Muso presided over organizations of the caliber of the Mont Pelerin Society, founded by Friedrich A. Hayek, which includes several Nobel Prize winners among its members. He was also the director of Liberty Fund, Indianapolis, and a board member of the Foundation for Economic Education, New York.
He was also a member of the Engineering Honor Society Tau Beta Pi. Hillsdale College and Northwood University awarded him honorary degrees. As previously mentioned, he was named a distinguished alumnus by his alma mater, Louisiana State University. He received the Founders Award from the Foundation for Economic Education. He was elected a distinguished member of the Philadelphia Society and included in the Freedom Champions gallery of the Atlas Economic Research Foundation. In 2005, he was awarded the Adam Smith Award from the Association of Private Enterprise Education. In 2008, he received the Juan de Mariana Prize from the eponymous foundation, and in June of that same year, The Los Angeles Times published a feature about him, his work, and UFM.
As an entrepreneur, he was involved in the cultivation of cotton and rice, and founded the largest tile and ceramic flooring factory in Central America. He played an important role in the founding of organizations such as the National Stock Exchange and the Chamber of Industry of Guatemala. For his efforts in spreading knowledge over several decades, he was honored by the Guatemalan Chamber of Journalism.
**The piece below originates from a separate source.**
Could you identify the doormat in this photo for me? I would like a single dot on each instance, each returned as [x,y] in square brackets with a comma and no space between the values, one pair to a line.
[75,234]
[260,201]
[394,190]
With the vitality and good humor that always characterized him, he traveled the country until his last days explaining the state reform project known as ProReforma. He passed away on August 4, 2010. He had been a member of the Monetary Board twice, a congressman for one term, and a candidate for country’s president and vice president on two different occasions.
The Indebted
An Argentine economist and writer, Martín Krause, a visiting professor at UFM, once said that he was completely indebted to Muso: to his example of life, his ability to explain the complex in a simple way, and, above all, to his willingness to use that intelligence to the benefit of so many.
We, like Professor Krause, share the condition of being indebted to Muso—that endearing professor, entrepreneur, patriot, and visionary whom many of us knew in person or through his work, in various fields of knowledge and human endeavor. The way to repay that debt, which is, in any case, unpayable, is to continue the work that Manuel Ayau Cordón, our beloved Muso, made possible by opening the channels through which today we can—from our particular spheres of action—add value to people’s lives, thereby contributing to the building of a society grounded in the civilizational principles of freedom.